Courtesy Duke University Medical Center and World Science staff
Recordings of brain cells have found that monkeys take note of missed opportunities and learn from their mistakes, scientists say.
“This is the first evidence that monkeys, like people, have ‘would-have, could-have, should-have’ thoughts,” said Ben Hayden of Duke University Medical Center in Durham, N.C., lead author of the study published in the research journal Science.
The researchers watched individual neurons in a region of the brain called the anterior cingulate cortex that monitors the consequences of actions and mediates resulting changes in behavior. The monkeys were making choices that resulted in different amounts of juice as a reward.
Their task was like the TV show “Let’s Make a Deal” with the experimenters offering monkeys choices from an array of hidden rewards. During each trial, the monkeys chose from one of eight identical white squares arranged in a circle. A color beneath the white square was revealed and the monkey received the corresponding reward.

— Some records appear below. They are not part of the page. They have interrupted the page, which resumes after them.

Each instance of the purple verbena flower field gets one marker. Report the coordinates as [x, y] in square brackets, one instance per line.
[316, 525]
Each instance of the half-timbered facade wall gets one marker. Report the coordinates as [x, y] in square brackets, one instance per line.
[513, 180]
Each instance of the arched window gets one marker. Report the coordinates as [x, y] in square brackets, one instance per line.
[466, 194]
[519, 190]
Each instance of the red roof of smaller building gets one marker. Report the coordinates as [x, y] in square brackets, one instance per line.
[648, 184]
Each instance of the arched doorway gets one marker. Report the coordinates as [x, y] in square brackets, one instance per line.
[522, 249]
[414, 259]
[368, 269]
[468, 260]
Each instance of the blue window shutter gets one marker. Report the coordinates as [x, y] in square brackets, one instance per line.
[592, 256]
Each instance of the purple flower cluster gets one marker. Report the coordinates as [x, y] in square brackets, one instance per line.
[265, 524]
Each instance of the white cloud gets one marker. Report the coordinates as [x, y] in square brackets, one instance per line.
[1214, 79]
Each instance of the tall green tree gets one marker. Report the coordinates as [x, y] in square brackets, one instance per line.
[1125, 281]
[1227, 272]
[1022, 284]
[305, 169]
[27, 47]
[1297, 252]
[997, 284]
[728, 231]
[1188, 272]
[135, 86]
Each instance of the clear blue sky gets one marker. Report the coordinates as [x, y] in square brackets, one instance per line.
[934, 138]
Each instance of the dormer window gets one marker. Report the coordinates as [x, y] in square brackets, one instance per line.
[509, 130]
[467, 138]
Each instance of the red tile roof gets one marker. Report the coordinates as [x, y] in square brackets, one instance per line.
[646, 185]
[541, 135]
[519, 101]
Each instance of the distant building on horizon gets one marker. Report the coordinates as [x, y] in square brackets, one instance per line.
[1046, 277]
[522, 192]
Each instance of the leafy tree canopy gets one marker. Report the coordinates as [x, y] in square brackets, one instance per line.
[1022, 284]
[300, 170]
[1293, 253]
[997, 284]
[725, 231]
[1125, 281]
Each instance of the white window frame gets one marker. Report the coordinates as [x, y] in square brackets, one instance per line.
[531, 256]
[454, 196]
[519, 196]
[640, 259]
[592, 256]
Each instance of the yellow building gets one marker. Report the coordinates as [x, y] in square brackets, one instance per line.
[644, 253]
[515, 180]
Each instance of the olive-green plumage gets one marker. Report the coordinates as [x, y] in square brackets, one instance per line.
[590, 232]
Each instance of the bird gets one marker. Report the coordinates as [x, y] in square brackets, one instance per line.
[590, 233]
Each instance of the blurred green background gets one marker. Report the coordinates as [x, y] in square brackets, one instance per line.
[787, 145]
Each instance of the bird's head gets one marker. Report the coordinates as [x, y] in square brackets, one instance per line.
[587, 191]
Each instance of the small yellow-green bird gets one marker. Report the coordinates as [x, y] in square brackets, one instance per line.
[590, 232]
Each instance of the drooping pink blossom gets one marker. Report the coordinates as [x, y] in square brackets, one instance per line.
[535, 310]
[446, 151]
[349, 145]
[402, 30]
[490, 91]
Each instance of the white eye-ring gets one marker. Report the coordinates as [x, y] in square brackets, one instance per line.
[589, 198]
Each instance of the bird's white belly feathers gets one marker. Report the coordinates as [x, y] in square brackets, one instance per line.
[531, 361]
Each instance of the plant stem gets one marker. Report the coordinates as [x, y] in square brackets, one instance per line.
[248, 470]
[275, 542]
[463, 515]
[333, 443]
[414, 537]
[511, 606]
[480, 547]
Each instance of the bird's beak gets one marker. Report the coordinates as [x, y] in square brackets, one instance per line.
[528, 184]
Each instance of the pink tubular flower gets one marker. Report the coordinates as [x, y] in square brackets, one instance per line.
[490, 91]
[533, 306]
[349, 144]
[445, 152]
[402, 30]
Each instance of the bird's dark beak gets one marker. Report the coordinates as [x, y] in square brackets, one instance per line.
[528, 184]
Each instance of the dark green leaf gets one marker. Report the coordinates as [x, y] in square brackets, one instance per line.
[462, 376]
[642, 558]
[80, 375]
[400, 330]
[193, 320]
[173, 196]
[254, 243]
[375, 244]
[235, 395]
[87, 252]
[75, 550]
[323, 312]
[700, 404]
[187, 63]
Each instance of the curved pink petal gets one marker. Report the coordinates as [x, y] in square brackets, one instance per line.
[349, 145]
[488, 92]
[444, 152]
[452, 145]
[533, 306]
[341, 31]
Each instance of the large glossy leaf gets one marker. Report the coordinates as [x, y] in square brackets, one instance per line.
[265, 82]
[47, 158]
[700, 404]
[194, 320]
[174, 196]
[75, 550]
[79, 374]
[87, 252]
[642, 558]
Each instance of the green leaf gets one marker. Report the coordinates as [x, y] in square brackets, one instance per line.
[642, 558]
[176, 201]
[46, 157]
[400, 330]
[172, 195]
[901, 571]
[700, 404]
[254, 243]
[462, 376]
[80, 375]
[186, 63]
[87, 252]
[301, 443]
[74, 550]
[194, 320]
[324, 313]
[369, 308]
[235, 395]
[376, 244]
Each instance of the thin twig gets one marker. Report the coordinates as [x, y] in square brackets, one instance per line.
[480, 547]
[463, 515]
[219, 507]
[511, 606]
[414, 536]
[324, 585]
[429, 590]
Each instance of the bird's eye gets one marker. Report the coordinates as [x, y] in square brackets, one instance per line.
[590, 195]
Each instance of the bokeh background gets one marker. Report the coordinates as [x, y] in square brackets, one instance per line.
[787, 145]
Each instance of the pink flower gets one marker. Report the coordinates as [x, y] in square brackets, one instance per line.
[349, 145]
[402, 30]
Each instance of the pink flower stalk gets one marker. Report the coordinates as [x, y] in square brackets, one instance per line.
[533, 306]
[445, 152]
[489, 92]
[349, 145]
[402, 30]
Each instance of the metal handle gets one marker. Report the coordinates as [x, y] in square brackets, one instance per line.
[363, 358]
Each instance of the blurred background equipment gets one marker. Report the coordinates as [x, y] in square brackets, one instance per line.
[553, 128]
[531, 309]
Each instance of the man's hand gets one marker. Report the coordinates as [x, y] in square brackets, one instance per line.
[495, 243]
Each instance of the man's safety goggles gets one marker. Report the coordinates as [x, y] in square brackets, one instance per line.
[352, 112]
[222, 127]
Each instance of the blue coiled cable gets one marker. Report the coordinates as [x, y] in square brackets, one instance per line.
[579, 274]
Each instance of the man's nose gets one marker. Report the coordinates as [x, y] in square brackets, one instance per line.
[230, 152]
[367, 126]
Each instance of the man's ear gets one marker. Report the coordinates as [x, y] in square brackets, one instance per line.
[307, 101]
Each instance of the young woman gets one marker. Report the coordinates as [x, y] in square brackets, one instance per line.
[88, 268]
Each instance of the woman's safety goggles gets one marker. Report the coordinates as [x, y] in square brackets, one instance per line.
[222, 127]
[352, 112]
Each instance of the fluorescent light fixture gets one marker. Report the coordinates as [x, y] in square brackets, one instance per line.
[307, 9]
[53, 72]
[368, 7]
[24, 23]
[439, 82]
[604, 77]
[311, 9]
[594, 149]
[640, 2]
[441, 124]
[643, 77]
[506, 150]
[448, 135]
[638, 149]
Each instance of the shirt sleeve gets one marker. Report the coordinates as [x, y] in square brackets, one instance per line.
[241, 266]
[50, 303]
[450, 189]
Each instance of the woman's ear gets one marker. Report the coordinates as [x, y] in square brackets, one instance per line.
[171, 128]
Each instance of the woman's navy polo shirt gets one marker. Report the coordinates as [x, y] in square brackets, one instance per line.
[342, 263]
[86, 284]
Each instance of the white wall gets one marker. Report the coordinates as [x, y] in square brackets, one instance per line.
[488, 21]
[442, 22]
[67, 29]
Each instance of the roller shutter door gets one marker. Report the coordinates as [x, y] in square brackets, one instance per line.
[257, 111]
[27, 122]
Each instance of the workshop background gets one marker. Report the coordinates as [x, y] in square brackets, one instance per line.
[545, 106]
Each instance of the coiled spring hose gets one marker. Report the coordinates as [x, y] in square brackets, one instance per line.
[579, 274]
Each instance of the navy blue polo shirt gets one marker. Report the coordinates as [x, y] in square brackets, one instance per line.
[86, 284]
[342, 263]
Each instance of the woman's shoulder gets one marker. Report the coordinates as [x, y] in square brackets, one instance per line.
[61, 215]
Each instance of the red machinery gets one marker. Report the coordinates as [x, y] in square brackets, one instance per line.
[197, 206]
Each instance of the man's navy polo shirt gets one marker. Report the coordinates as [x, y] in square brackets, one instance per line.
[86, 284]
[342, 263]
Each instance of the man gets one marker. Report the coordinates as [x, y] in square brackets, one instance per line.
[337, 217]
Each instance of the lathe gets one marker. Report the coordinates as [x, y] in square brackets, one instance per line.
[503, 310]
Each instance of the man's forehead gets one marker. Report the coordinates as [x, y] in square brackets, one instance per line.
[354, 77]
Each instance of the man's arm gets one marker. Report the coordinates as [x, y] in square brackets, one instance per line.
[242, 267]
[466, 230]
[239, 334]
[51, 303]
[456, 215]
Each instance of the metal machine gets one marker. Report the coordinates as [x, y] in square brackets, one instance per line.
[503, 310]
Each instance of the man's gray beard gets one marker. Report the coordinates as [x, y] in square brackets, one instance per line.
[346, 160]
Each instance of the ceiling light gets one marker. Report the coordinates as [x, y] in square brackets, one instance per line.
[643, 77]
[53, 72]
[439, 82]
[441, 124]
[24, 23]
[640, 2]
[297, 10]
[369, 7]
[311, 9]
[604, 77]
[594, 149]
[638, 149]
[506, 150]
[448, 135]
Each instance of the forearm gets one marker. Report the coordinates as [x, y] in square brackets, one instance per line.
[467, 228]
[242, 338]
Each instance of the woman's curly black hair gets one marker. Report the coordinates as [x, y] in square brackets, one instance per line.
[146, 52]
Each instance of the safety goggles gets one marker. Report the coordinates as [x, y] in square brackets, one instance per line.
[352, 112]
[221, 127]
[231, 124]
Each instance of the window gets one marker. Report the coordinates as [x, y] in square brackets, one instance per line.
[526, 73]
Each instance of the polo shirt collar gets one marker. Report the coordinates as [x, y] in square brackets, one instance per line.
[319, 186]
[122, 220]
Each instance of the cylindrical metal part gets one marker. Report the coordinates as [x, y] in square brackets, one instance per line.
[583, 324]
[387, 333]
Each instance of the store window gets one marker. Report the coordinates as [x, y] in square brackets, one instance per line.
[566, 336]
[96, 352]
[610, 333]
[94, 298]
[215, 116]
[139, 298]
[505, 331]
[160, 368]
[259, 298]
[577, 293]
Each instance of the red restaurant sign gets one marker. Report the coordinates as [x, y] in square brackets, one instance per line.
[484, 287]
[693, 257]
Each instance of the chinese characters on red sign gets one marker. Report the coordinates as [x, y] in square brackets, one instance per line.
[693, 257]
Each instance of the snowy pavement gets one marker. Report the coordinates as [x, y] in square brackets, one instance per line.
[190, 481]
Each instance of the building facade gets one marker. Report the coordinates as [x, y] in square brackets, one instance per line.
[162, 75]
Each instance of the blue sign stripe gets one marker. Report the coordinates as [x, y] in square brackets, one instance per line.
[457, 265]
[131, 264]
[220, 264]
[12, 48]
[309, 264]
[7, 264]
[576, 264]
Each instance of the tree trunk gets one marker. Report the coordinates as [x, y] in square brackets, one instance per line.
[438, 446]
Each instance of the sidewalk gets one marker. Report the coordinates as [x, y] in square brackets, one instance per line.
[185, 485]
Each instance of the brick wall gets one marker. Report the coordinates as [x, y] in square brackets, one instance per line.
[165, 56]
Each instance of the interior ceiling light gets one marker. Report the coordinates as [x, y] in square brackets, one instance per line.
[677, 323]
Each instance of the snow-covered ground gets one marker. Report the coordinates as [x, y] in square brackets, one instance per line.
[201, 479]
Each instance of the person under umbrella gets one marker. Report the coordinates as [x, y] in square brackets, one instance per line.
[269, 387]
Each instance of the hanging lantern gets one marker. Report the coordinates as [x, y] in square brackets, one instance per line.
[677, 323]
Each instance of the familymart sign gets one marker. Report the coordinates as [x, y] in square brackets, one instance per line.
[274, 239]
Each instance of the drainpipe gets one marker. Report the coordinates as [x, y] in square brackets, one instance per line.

Over many weeks, the monkeys were trained to associate a high-value reward with the color green and the low-value rewards with other colors. After receiving a reward, the monkey was also shown the prizes he missed.
The researchers found that brain cells become activated in proportion to the reward—a greater reward caused a higher response. They also found that these same brain cells, called neurons, responded when monkeys saw what they missed. Most of these neurons responded the same way to a real or imagined reward.